NUMBER_OF_COLUMNS = 20

def shred_compare(shred, shreds_left, left=True):
    errors = []
    for oshred in shreds_left:
        error = 0
        for i in range(image.size[1]):
            if left == True:
                p1 = get_pixel_value(shred*shred_width, i)
                p2 = get_pixel_value((oshred+1)*shred_width - 1, i)
                error += pixel_compare(p1,p2)
            else:
                p1 = get_pixel_value((shred+1)*shred_width - 1, i)
                p2 = get_pixel_value(oshred*shred_width, i)
                error += pixel_compare(p1,p2)
        errors.append((error, oshred))
    return min(errors)
    
shreds_left = [i for i in range(NUMBER_OF_COLUMNS)]
shred = random.choice(shreds_left)
shreds_left.remove(shred)
print 'Shred %s' % shred
print 'Best shred on the left: {0}'.format(shred_compare(shred, shreds_left))
print 'Best shred on the right: {0}'.format(shred_compare(shred, shreds_left, left=False))


Shred 3
Best shred on the left: (36009, 7)
Best shred on the right: (26985, 2)

Now find the best candidate for the leftmost shred (this technique turns out to be not so effective in practice, hence the alteration to the algorithm below):


In [202]:
lefterrors = []
for shred in range(NUMBER_OF_COLUMNS):
    shreds_left = [i for i in range(NUMBER_OF_COLUMNS) if i != shred]
    lefterrors.append([shred_compare(shred, shreds_left), shred])
print sorted(lefterrors, key=lambda triple: -triple[0][0])

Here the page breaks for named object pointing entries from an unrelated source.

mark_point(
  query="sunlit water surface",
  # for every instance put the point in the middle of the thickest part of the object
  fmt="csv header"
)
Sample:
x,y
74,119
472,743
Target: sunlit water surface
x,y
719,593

[[(50508, 12), 6], [(43988, 19), 17], [(42182, 0), 8], [(36009, 7), 3], [(33656, 13), 7], [(33250, 18), 13], [(31697, 6), 15], [(30924, 15), 1], [(29927, 4), 19], [(29257, 14), 16], [(26985, 3), 2], [(26391, 17), 12], [(25169, 5), 0], [(24941, 2), 11], [(22474, 1), 5], [(22235, 11), 4], [(18990, 8), 10], [(18091, 16), 18], [(17093, 10), 14], [(13999, 0), 9]]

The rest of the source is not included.